Kanda yüksek olan insülin evvelce kan şekerini hücrelere sokar, fakat hücrelerin alabileceğinden daha fazla glikoz bedene girerse insülin artık bu misyonunu yapamaz hale gelir.
GİZLİ ŞEKERE DİKKAT!
İnsülin hormonunun gereğince tesirli olamamasına insülin direnci (rezistansı) ismi verilir.
İnsülin direnci arttıkça pankreastan salgılanan insülin hormonu, pankreas bezinin yorulması nedeniyle azalır ve evvel acıkma atakları olarak görülen şeker düşüklüğü (reaktif hipoglisemi) sonrasında da bâtın şeker ve hatta şeker hastalığı ortaya çıkabilir.
İnsülin direnci kilo aldırır.
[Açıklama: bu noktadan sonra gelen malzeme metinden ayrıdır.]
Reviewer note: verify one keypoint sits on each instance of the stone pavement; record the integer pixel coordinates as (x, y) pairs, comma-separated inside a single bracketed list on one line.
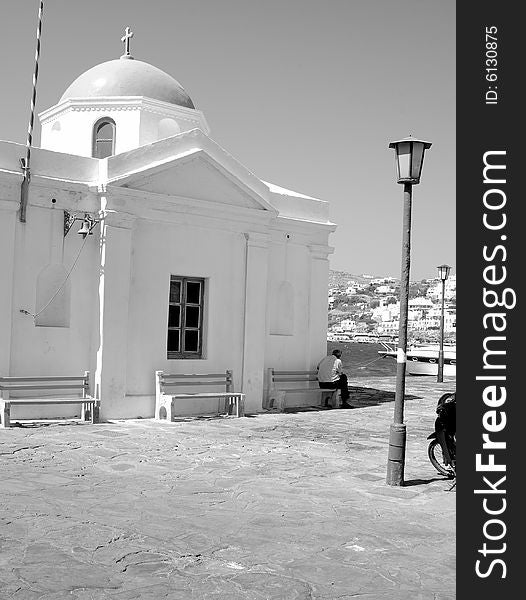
[(271, 506)]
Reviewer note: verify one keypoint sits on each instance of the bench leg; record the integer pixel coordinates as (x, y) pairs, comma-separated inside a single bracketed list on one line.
[(165, 409), (240, 407), (277, 400), (5, 414)]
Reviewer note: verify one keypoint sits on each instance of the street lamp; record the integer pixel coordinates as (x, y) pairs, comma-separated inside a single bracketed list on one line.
[(443, 273), (409, 161)]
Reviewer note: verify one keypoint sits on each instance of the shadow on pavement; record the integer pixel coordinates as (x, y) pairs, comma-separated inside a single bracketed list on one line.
[(366, 396)]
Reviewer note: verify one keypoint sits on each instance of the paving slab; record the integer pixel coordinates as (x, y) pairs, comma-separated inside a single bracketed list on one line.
[(272, 506)]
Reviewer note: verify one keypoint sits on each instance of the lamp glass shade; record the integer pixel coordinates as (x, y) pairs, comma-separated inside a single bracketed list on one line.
[(409, 159), (443, 271)]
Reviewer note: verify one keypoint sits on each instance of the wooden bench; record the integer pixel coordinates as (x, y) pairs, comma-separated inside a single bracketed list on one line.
[(166, 393), (279, 385), (42, 390)]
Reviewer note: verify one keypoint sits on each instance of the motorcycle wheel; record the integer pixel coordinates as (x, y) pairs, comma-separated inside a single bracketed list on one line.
[(434, 452)]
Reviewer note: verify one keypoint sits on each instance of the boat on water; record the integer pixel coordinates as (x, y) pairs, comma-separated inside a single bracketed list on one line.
[(423, 359)]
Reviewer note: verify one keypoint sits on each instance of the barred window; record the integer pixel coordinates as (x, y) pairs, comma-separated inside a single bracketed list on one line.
[(185, 317)]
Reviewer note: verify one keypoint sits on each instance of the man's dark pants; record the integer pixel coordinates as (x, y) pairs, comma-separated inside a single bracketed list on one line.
[(340, 384)]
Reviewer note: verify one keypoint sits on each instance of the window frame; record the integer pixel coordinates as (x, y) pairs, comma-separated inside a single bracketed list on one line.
[(182, 353), (96, 126)]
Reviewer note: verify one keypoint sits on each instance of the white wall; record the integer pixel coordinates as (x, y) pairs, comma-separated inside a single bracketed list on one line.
[(217, 256)]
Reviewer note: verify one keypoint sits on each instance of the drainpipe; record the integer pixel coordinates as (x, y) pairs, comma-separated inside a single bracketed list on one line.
[(243, 345)]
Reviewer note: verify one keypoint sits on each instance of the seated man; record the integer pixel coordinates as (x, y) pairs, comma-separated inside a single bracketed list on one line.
[(331, 376)]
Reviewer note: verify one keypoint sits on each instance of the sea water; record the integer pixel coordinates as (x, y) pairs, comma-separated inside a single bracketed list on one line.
[(363, 360)]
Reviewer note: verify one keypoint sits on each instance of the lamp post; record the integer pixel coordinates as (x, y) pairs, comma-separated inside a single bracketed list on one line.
[(409, 161), (443, 273)]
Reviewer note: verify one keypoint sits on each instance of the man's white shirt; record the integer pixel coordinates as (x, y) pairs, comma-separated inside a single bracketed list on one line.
[(329, 369)]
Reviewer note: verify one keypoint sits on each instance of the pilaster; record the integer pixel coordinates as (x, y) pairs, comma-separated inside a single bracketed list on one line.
[(256, 274)]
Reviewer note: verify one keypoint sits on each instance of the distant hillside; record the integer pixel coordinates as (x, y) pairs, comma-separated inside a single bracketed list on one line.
[(339, 277)]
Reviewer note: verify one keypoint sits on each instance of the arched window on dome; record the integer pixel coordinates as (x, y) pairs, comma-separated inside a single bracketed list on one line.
[(104, 138)]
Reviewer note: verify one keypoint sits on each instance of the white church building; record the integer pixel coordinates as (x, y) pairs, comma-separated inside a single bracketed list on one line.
[(192, 264)]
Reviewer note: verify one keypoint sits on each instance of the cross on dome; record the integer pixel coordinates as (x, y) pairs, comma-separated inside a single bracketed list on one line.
[(128, 34)]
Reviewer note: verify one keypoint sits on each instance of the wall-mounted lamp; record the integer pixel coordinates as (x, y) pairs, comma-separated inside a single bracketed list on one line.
[(88, 223)]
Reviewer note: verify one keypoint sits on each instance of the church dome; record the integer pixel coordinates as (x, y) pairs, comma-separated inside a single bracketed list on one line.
[(128, 77)]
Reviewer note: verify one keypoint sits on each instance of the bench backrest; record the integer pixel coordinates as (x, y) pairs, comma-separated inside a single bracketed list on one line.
[(46, 383), (291, 376), (164, 380)]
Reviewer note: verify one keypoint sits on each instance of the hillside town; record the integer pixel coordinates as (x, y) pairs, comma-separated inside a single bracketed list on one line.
[(365, 308)]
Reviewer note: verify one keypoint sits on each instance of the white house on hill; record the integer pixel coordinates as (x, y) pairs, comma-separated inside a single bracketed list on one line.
[(192, 265)]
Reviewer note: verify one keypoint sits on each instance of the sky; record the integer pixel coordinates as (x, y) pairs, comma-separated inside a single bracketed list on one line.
[(307, 94)]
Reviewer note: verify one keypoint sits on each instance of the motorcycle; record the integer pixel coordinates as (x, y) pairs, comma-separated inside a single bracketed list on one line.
[(443, 446)]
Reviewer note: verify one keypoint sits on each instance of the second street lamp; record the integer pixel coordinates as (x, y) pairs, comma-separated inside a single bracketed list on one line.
[(409, 160), (443, 273)]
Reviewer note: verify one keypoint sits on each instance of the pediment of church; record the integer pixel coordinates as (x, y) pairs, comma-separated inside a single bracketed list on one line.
[(190, 166), (197, 177)]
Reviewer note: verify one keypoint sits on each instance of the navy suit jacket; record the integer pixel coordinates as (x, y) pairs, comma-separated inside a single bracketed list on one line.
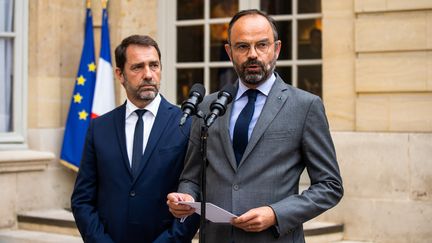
[(108, 204)]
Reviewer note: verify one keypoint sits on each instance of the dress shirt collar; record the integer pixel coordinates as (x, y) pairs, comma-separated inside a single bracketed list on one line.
[(264, 88), (152, 108)]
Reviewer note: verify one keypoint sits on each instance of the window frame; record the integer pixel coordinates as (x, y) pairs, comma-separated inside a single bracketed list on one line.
[(168, 23), (16, 138)]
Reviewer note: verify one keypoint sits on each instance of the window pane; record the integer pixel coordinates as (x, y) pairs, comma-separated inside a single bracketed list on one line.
[(190, 44), (285, 74), (6, 68), (6, 16), (218, 37), (223, 8), (309, 6), (185, 79), (190, 9), (274, 7), (221, 76), (310, 79), (309, 39), (284, 30)]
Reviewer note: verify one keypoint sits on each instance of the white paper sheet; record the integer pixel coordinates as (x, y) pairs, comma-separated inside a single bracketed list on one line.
[(213, 212)]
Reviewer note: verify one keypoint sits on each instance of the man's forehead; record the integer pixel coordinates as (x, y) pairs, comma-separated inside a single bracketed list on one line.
[(251, 28)]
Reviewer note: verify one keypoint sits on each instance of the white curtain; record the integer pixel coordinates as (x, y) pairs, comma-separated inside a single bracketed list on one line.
[(6, 52)]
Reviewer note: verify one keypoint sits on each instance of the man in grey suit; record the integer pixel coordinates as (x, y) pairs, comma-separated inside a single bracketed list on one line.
[(286, 131)]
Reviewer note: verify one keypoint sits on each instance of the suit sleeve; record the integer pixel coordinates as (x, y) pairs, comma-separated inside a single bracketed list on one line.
[(181, 232), (84, 196), (319, 156)]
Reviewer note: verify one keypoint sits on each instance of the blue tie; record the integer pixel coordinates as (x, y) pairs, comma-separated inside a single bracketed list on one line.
[(241, 128), (138, 142)]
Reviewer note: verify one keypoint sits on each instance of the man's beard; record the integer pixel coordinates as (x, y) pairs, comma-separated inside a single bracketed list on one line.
[(255, 77), (139, 93)]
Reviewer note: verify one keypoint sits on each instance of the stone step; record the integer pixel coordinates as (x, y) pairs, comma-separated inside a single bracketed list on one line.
[(322, 232), (59, 221), (351, 241), (26, 236)]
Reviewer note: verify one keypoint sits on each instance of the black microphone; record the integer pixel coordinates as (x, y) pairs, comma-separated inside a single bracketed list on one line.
[(218, 107), (190, 105)]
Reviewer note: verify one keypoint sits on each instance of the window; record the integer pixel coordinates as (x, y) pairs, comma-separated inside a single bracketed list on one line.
[(196, 34), (13, 71)]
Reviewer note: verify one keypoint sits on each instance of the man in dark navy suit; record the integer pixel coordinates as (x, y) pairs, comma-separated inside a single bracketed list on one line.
[(133, 157)]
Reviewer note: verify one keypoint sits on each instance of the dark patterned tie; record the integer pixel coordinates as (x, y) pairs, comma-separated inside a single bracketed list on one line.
[(241, 128), (138, 142)]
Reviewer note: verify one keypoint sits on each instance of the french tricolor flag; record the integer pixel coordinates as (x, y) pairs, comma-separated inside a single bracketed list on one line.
[(104, 99)]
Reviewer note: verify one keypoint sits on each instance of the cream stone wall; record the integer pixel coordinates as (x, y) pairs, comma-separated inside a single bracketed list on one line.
[(338, 63), (377, 62), (388, 187)]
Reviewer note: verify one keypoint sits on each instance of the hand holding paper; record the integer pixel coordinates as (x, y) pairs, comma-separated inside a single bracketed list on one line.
[(213, 212)]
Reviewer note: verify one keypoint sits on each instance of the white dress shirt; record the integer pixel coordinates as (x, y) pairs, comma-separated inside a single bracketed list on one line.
[(132, 118), (241, 101)]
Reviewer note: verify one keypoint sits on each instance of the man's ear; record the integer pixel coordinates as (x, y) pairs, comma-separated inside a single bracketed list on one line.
[(278, 44), (228, 50)]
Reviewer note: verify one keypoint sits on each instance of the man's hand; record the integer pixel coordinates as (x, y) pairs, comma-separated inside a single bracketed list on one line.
[(180, 210), (256, 219)]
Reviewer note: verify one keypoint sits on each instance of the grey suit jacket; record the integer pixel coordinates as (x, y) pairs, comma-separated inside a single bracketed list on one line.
[(291, 134)]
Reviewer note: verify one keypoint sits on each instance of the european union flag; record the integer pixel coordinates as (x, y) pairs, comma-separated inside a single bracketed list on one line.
[(81, 104)]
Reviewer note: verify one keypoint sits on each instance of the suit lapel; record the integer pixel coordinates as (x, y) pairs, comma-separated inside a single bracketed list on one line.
[(223, 127), (161, 121), (275, 101), (119, 120)]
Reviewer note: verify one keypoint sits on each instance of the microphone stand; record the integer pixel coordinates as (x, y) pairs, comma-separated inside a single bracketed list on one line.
[(204, 162), (204, 136)]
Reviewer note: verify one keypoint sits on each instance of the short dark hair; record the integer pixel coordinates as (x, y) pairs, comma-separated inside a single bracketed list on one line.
[(141, 40), (242, 13)]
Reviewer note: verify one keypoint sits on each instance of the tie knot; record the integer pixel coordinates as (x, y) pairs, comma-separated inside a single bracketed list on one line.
[(140, 113), (252, 94)]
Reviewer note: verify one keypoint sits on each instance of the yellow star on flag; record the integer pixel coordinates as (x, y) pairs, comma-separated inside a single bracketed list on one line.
[(77, 98), (92, 67), (83, 115), (80, 80)]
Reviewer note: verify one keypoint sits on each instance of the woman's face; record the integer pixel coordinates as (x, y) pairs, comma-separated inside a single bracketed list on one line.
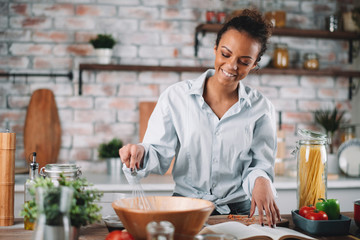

Kilo arttıkça bu direnç artar ve şeker hastalığı görülme mümkünlüğü yükselir.
Kan şekeri düşüklüğü nelere yol açar?
Reaktif hipoglisemi, diyabeti olmayan şahıslarda yemeklerden bir süre sonra oluşan ani kan şekeri düşmesidir. Kan şekeri niyet sık yemek yenir. Bilhassa glisemik indeksi yüksek, rafine karbonhidratların tüketilmesi bu tabloya yol açar. Bunun sonucu da şişmanlık olur… Tüm gayretlerine karşın kilo veremeyenlerin birçoklarında reaktif hipoglisemi vardır.
Şeker hastalarının da büyük bir kısmı obezdir.